Putting a price on direct marketing
31 Jul 2012
Putting a price on direct marketing is the most comprehensive research to date into direct marketing industry’s financial contribution to the UK’s economy. The report puts a figure on the volume of sales direct marketing generates, assesses how much companies are spending on direct marketing, details the spread of expenditure across all direct media channels and counts the number of people that find their employment directly and indirectly through direct marketing.
The study highlights the major contribution that direct marketing made to the UK economy in 2011. The key findings can be summarised in four headline figures.

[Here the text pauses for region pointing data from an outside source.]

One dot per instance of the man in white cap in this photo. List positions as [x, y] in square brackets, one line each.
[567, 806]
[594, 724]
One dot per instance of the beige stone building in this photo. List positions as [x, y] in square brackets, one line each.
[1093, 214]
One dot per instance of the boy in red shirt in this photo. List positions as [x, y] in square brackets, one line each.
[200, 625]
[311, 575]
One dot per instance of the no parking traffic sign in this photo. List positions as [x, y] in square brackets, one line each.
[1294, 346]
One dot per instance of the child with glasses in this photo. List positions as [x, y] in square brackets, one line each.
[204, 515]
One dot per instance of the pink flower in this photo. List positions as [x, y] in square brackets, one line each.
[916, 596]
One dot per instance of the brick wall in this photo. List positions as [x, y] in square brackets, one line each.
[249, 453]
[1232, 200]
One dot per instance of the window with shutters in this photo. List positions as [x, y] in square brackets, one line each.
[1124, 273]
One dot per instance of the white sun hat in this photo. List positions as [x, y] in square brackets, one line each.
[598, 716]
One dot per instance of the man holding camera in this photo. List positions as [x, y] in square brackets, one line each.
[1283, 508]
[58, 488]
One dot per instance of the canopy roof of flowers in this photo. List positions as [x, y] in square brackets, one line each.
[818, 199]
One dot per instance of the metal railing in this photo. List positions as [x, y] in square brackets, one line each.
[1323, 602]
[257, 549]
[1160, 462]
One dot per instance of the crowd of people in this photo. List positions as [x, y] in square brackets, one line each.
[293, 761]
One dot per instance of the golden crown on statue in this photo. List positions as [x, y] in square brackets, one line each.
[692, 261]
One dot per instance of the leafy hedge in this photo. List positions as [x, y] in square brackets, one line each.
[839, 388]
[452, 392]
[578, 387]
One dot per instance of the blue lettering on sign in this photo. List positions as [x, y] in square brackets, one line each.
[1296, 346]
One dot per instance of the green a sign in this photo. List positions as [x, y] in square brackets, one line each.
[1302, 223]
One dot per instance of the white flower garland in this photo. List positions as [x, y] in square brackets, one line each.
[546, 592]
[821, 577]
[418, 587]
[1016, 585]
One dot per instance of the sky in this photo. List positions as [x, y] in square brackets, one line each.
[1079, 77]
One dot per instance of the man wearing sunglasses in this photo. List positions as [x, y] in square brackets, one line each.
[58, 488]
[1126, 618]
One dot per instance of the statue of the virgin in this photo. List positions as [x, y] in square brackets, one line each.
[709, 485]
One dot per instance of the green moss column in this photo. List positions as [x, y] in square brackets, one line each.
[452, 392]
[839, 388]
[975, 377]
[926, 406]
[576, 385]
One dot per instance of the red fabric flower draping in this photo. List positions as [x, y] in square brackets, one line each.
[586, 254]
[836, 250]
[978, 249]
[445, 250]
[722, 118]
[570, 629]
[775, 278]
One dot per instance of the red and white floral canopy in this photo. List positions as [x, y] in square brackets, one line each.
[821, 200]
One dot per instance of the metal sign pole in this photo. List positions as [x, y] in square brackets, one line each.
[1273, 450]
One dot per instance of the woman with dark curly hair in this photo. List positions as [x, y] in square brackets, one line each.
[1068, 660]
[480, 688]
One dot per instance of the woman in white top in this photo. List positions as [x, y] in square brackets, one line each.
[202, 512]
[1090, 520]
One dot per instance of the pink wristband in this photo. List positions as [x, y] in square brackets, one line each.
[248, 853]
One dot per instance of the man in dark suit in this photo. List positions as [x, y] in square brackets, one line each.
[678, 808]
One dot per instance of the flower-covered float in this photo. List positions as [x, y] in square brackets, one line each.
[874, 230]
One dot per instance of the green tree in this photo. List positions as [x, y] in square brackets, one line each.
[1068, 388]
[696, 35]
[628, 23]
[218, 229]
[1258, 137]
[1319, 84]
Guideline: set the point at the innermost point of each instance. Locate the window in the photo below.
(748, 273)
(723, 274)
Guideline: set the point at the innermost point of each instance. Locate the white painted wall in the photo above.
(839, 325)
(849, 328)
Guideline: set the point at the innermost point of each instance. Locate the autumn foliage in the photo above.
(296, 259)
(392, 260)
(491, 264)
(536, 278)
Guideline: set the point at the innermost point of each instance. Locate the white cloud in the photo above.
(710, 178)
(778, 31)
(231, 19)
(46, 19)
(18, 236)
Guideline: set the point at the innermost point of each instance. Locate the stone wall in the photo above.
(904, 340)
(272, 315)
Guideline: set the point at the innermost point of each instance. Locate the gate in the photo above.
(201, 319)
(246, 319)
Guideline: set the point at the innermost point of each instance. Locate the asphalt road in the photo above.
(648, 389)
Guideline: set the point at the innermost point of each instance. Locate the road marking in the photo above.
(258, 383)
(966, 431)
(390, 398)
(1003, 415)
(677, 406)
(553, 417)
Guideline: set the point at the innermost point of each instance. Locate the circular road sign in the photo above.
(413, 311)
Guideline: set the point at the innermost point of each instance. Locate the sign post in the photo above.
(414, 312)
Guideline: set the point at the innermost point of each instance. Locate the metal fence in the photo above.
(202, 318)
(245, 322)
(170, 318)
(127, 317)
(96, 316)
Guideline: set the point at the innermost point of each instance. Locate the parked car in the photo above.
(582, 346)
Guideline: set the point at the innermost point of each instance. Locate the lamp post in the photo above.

2011 expenditure on direct marketing totalled £14.2 billion; 7% growth expected in 2012
Total UK expenditure on direct marketing stood at £14.2 billion in 2011. Encouragingly, businesses using direct marketing estimate that their expenditure will increase by an additional 7% in 2012 – hugely important in an economy that is looking at modest overall growth at best. Such growth will be driven predominately by increased investment in direct digital channels.
23% of UK sales are generated by direct marketing
Companies polled for this study attributed almost a quarter (23%) of their overall turnover (sales) in 2011 to direct marketing. When these findings are extrapolated to represent all UK businesses, this would suggest that direct marketing accounted for £700 billion worth of sales out of a total of £3 trillion in 2011.
The direct marketing industry employs 530,000 people
In 2011, the number of people employed in direct marketing totalled 530,000, accounting for 1.8% of total UK employment. This comprises 375,000 workers directly employed and 155,000 indirectly employed, for example by Royal Mail and call centres. Moreover, findings presented here demonstrate that employment in direct marketing is likely to grow across all sectors in 2012.
The proposed EU Data Protection Regulation could lose the UK £47 billion in lost sales
According to the businesses polled for the study, the proposed EU legislation could cost UK each an average of £76,000. Crucially, if these results were representative of the UK economy as a whole, this would translate into a potential cost of £47 billion to UK businesses, concentrated amongst mainly SMEs.